Isuf bey Vrioni with its men attacked the rebels in the Mallakastër area. The Ottoman forces were defeated, with Isuf and his brother being captured during the fighting and executed by the rebels. After that, Rrapo Hekali and the Mallakastriot rebels attacked Berat, but having no artillery they could not capture the castle. They continued the siege without attacking the castle. At the same time, the rebels led by Gjoleka and Çelo Picari defeated an Ottoman force coming from Ioannina. The Gjoleka men also attacked Gjirokastër and kept its castle under siege. The Porte was alarmed by the news and a relief force of 3000 men under Shahin bey Kosturi was sent from Thessaly against the rebels in Gjirokastër, but Kosturi and his Ottoman force were also defeated by the forces of Gjoleka. Gjoleka also tried to cooperate with the Greeks, and negotiated with the Greek government of Ioannis Kolettis, but with little success. Contacts with Kolettis seem to have continued, since Gjoleka has received a large scale participation by Christian chieftains, Albanians and Greeks, in his movement. A new Ottoman army of 5000 men was sent from Ioannina against Gjoleka. With a force of 1500 men Gjoleka was able to defeat again the Ottoman army yet again in the Battle of Dholan on 28 August 1847.
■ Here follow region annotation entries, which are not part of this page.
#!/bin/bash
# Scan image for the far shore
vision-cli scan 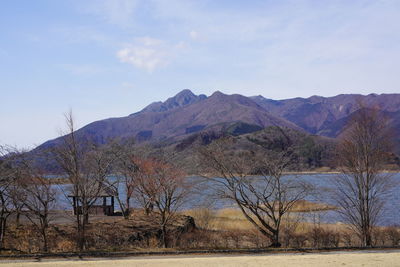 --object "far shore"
[0,250,400,267]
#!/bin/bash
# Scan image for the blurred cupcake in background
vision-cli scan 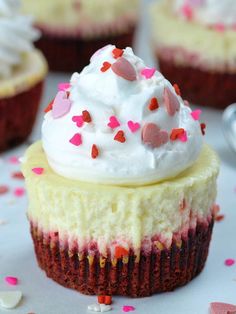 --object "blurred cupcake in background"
[0,0,47,151]
[23,0,139,71]
[151,0,236,108]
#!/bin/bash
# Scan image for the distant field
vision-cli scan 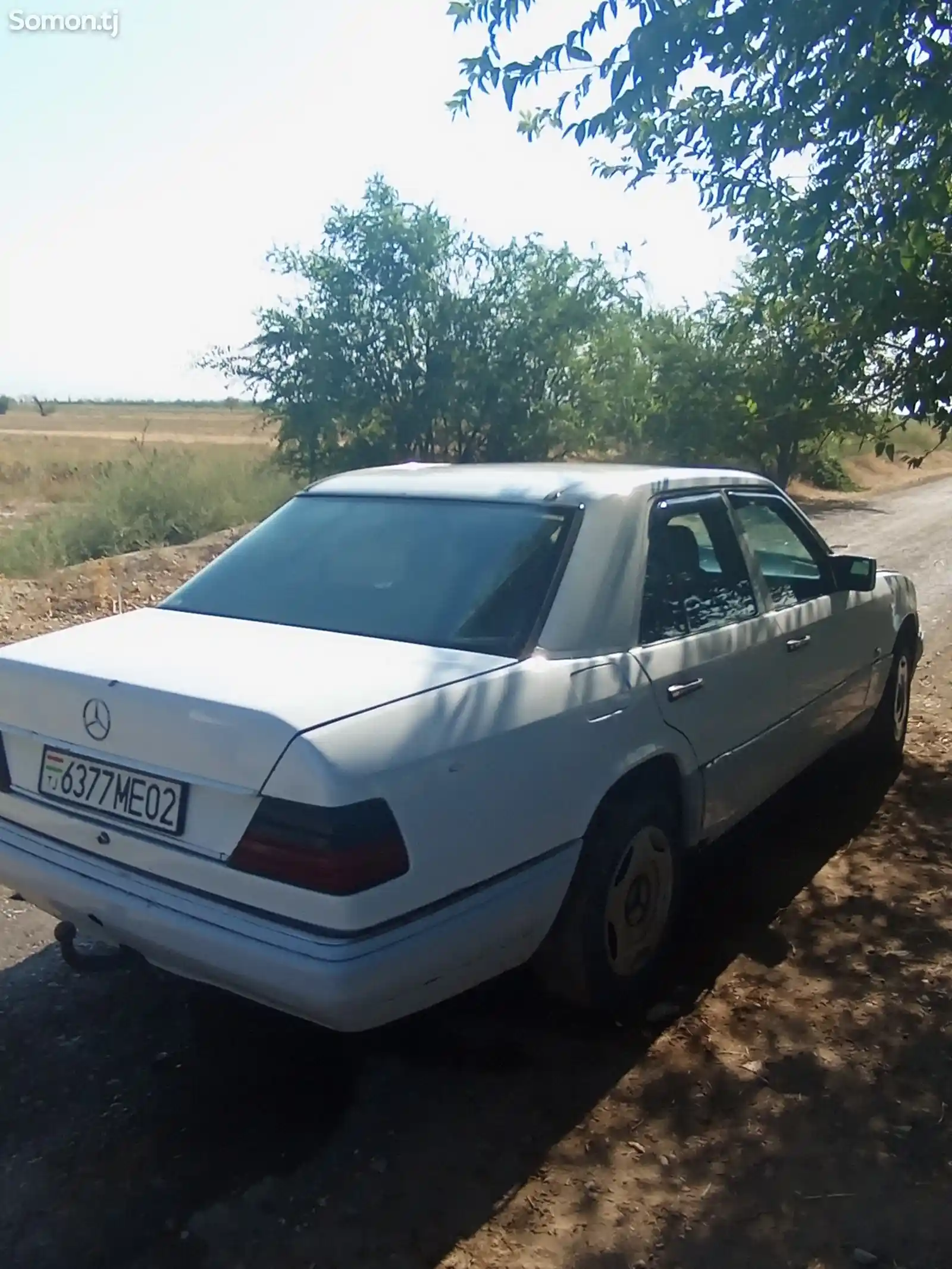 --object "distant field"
[0,403,272,446]
[0,405,296,578]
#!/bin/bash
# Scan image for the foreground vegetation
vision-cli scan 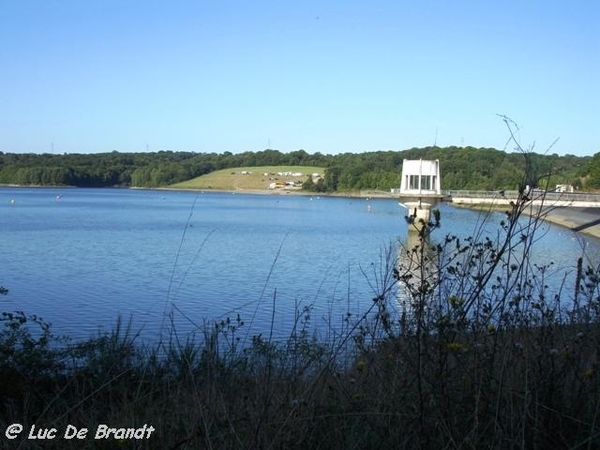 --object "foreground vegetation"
[0,146,600,192]
[0,128,600,449]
At the same time some 15,000 Ottoman forces under the Turkish marshal Mehmet Reshit Pasha were sent from Manastir to relieve the siege of Berat. In Ohrid an Ottoman force of 6,000 men was summoned. The Ottoman forces attacked the forces of Rrapo Hekali based in the city of Berat and at the same time the Turkish garrison in the castle attacked them from behind. Albanian forces left the siege and withdrew in Mallakastër. From Berat, the Ottoman army tried to enter the heart of the rebellion in the Kurvelesh region, from the Kuç pass where Gjoleka forces were concentrated. They once again resisted the Ottoman forces. At the same time other Ottoman forces attacked Kurvelesh from the Mesaplik region and another Ottoman column disembarked in the Himara region, encircling the forces of Gjoleka. Even under these circumstances Gjoleka's men resisted. Seeing the tough resistance, Mehmed Reshid Pasha declared an amnesty and invited all the leaders to meet him in Zhulat village. Some 85 men who believed his words went to the place of meeting (among whom were the local leader Hodo Nivica and some other minor leaders) and were captured. After that the organised resistance was no longer possible and Albanian forces were divided in small ceta. Ottoman forces entered the regions of uprising and thousands of men were arrested and deported, whereas Rrapo Hekali was sent to a prison in Manastir, where he was poisoned on December 30, 1847. Gjoleka with a small group of fighters retreated to Greece, which ended the uprising.

Both Albanian and Greek inhabited villages in the region suffered when the uprising was suppressed the following autumn by the Ottoman forces.